Ich glaube nicht, dass er in dieser Hinsicht Probleme hatte, ganz im Gegenteil.

Die Plenarsitzung zur Investitur findet erst Ende September statt. Werden Sie versuchen, dass dabei bereits die kooffiziellen Sprachen verwendet werden können?

Mein fester Vorsatz ist, dass im Abgeordnetenkongress alle offiziellen Amtssprachen verwendet werden können. Ich möchte mit allen Beteiligten darüber sprechen. Es ist ein vorrangiges Ziel meiner Amtszeit, dass sich die Bürger in dieser Kammer in den Amtssprachen ihrer Region repräsentiert sehen. Die sprachliche Vielfalt ist eine Stärke Spaniens. Jetzt müssen wir sehen, wie wir dies so schnell wie möglich und mit maximalem Konsens umsetzen, sodass sich alle Abgeordneten frei ausdrücken und von allen verstanden werden können. Es gibt keinen Artikel der Geschäftsordnung, wonach die Abgeordneten auf Spanisch sprechen müssen. Es ist normal, dass man auf den Balearen Katalanisch, im Baskenland Baskisch oder in Galicien Galicisch hört, und so sollte es auch im Kongress sein.

Werden Sie Reden auf Katalanisch halten?

Zunächst muss ich sehen, in welchem Rahmen wir diese Ziele erreichen können. Ich habe versucht, alle Amtssprachen bereits in meine Antrittsrede zu integrieren, und ich glaube, dass uns solche Gesten den Bürgern näher bringen. Aber ich vertrete als Parlamentspräsidentin das gesamte Land, das ist mir natürlich auch klar.

Sie sind jetzt dritthöchste Repräsentantin des spanischen Staates. Beeindruckt Sie das?

Es hat mich völlig überrollt. Ich fühle große Verantwortung, habe aber auch riesige Lust auf das Amt. Die Tatsache, dass mir 178 Abgeordnete ihre Stimme gegeben haben, gibt mir natürlich enorme Kraft. Ich habe aber von Anfang an deutlich gemacht, dass ich Präsidentin aller 350 Abgeordneten sein werde.
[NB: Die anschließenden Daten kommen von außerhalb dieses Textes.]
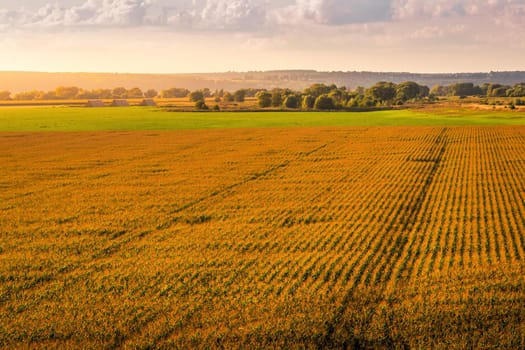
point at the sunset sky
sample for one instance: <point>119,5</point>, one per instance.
<point>177,36</point>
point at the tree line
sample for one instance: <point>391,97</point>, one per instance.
<point>485,90</point>
<point>317,96</point>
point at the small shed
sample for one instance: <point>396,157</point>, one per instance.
<point>120,103</point>
<point>148,102</point>
<point>95,103</point>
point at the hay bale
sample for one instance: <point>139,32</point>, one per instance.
<point>95,103</point>
<point>120,103</point>
<point>148,102</point>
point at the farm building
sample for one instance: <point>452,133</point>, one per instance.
<point>120,103</point>
<point>95,103</point>
<point>148,102</point>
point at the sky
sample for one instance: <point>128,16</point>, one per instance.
<point>187,36</point>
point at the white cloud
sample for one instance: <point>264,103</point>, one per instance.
<point>334,12</point>
<point>417,9</point>
<point>186,14</point>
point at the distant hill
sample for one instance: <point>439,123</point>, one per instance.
<point>296,79</point>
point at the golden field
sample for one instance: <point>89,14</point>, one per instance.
<point>379,237</point>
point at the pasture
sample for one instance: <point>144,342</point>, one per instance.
<point>310,237</point>
<point>146,118</point>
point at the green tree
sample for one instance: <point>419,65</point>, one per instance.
<point>308,102</point>
<point>174,93</point>
<point>151,93</point>
<point>383,91</point>
<point>277,98</point>
<point>239,95</point>
<point>201,105</point>
<point>119,92</point>
<point>196,96</point>
<point>228,97</point>
<point>464,89</point>
<point>264,99</point>
<point>407,91</point>
<point>135,93</point>
<point>5,95</point>
<point>439,90</point>
<point>66,92</point>
<point>324,102</point>
<point>317,90</point>
<point>292,101</point>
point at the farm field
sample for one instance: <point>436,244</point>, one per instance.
<point>147,118</point>
<point>325,237</point>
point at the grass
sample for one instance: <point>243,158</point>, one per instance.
<point>140,118</point>
<point>320,238</point>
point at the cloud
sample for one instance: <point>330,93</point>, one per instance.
<point>335,12</point>
<point>418,9</point>
<point>243,15</point>
<point>182,14</point>
<point>258,16</point>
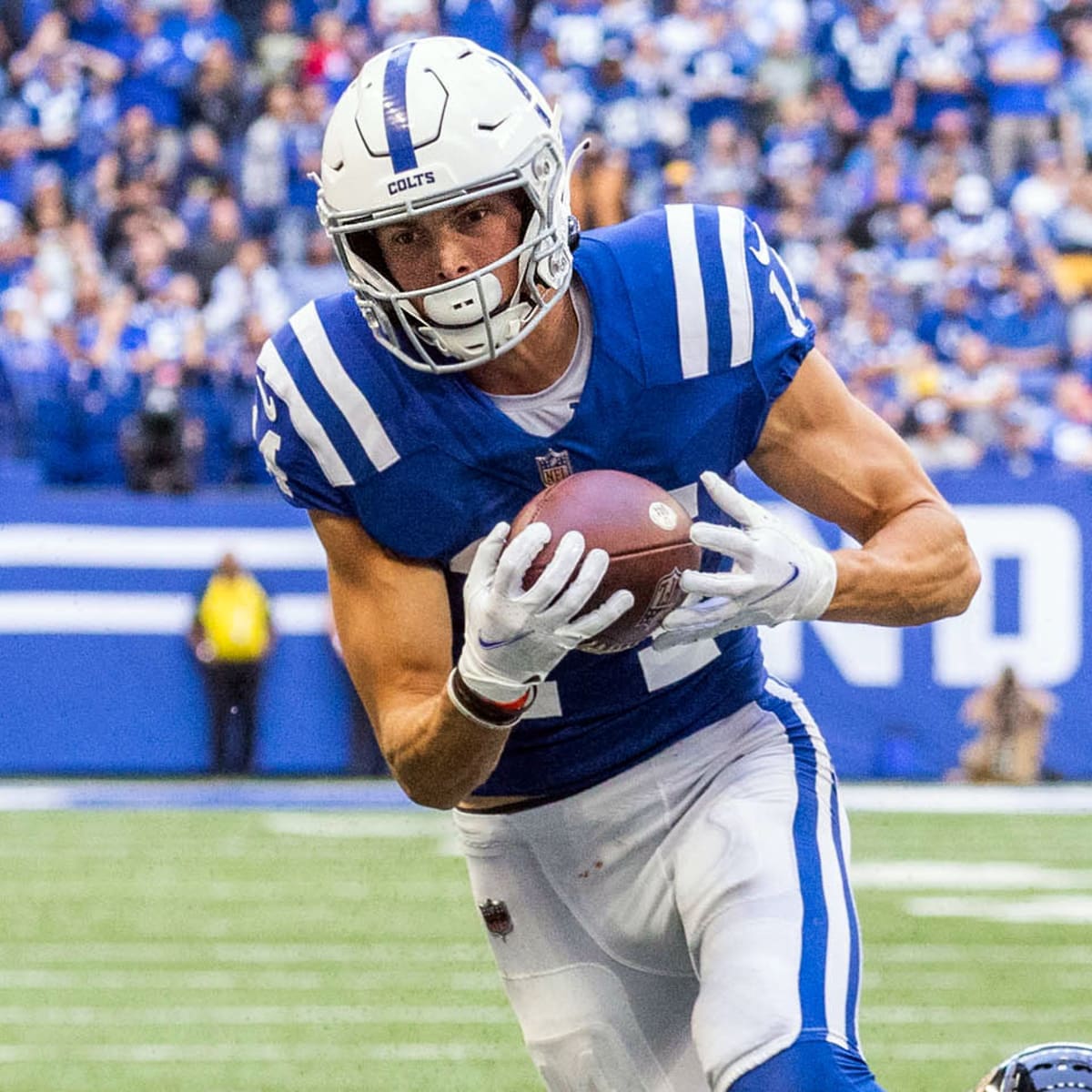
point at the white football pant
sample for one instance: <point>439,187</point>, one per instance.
<point>682,923</point>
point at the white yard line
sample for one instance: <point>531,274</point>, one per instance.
<point>74,1016</point>
<point>257,1053</point>
<point>94,978</point>
<point>425,951</point>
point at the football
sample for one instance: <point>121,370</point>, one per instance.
<point>643,529</point>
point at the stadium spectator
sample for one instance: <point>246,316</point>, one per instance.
<point>943,64</point>
<point>1026,329</point>
<point>1070,430</point>
<point>600,185</point>
<point>263,175</point>
<point>279,48</point>
<point>934,440</point>
<point>1065,248</point>
<point>217,97</point>
<point>490,23</point>
<point>1075,117</point>
<point>157,70</point>
<point>303,151</point>
<point>32,359</point>
<point>868,52</point>
<point>1079,333</point>
<point>976,232</point>
<point>785,71</point>
<point>197,25</point>
<point>1024,61</point>
<point>202,176</point>
<point>318,274</point>
<point>116,108</point>
<point>249,284</point>
<point>1042,194</point>
<point>162,446</point>
<point>208,251</point>
<point>1019,447</point>
<point>950,154</point>
<point>977,387</point>
<point>229,380</point>
<point>233,637</point>
<point>1011,720</point>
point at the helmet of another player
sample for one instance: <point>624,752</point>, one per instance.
<point>1041,1069</point>
<point>426,126</point>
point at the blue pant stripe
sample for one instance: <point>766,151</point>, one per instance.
<point>813,976</point>
<point>854,984</point>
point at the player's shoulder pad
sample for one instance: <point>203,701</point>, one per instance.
<point>705,290</point>
<point>326,398</point>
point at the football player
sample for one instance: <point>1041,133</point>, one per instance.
<point>654,838</point>
<point>1041,1069</point>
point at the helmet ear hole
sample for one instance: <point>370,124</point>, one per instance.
<point>366,247</point>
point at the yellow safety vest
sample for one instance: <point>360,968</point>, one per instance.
<point>235,616</point>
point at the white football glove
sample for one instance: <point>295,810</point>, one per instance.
<point>514,638</point>
<point>776,574</point>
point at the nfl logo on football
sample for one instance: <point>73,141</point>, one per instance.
<point>554,467</point>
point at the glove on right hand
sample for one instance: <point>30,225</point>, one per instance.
<point>514,638</point>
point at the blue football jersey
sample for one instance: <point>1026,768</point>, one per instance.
<point>697,329</point>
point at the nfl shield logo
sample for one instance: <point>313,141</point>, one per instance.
<point>554,467</point>
<point>496,917</point>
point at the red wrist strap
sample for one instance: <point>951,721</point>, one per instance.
<point>511,707</point>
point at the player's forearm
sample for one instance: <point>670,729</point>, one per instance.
<point>438,756</point>
<point>918,568</point>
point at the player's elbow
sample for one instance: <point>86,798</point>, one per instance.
<point>966,577</point>
<point>430,796</point>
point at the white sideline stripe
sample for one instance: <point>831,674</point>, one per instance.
<point>266,1015</point>
<point>689,293</point>
<point>142,612</point>
<point>936,1051</point>
<point>256,1053</point>
<point>158,978</point>
<point>345,394</point>
<point>945,1015</point>
<point>969,800</point>
<point>1016,953</point>
<point>741,308</point>
<point>92,546</point>
<point>1053,910</point>
<point>308,427</point>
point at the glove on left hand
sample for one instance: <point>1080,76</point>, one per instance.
<point>776,574</point>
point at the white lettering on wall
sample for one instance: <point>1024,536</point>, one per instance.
<point>1046,650</point>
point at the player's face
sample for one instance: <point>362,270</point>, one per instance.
<point>440,247</point>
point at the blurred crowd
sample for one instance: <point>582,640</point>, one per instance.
<point>923,167</point>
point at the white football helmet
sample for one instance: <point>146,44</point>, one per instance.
<point>426,125</point>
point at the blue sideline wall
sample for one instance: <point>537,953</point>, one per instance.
<point>96,592</point>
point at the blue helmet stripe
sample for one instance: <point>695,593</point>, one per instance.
<point>396,114</point>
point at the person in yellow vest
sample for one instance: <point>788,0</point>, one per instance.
<point>232,637</point>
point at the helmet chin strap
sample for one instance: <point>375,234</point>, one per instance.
<point>460,325</point>
<point>461,306</point>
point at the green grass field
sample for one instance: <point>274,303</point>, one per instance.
<point>284,951</point>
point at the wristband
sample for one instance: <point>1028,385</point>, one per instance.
<point>490,714</point>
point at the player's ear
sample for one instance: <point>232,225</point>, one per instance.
<point>573,232</point>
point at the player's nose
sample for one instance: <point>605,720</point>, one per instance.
<point>451,255</point>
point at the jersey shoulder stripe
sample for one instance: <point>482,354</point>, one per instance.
<point>349,399</point>
<point>306,425</point>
Armengol bei Gesprächen mit König Felipe VI

Armengol bei Gesprächen mit König Felipe VI

Die Mehrheitsverhältnisse dieser Legislaturperiode sind komplex. Sie hatten im Katalonien-Konflikt sowohl gegen die einseitige Unabhängigkeitserklärung als auch gegen die Anwendung von Artikel 155 durch die Zentralregierung Stellung bezogen. Glauben Sie, dass die Krise schlecht gehandhabt wurde?

In meiner neuen Rolle will ich bestimmte Entscheidungen nicht mehr bewerten. Es ist aber kein Geheimnis, dass ich immer die Idee vertreten habe, territoriale Konflikte durch Dialog und Konsens statt über die Justiz zu lösen. Die Politik ist dazu da, miteinander zu reden und die besten Lösungen zu suchen. Das Kräfteverhältnis im Parlament spiegelt den Willen des Volkes wider. Am 23. Juli hat Spanien entschieden, dass keine Partei die absolute Mehrheit hat. Auf dieser Basis müssen wir eine parlamentarische Mehrheit suchen.

Der frühere Katalonien-Premier und Anführer der Separatistenpartei Carles Puigdemont ist weiter im Exil in Belgien. Sollte eine Lösung für seine juristische Situation gesucht werden?

Alle Parteien sind an der Suche nach einer Mehrheit beteiligt. Die Partei Junts wurde in das Parlament gewählt, und auf der Basis von diesem Wählerwillen müssen wir schauen, welche Vereinbarungen möglich sind. Das sind nun einmal die Spielregeln einer parlamentarischen Demokratie, wie wir sie haben.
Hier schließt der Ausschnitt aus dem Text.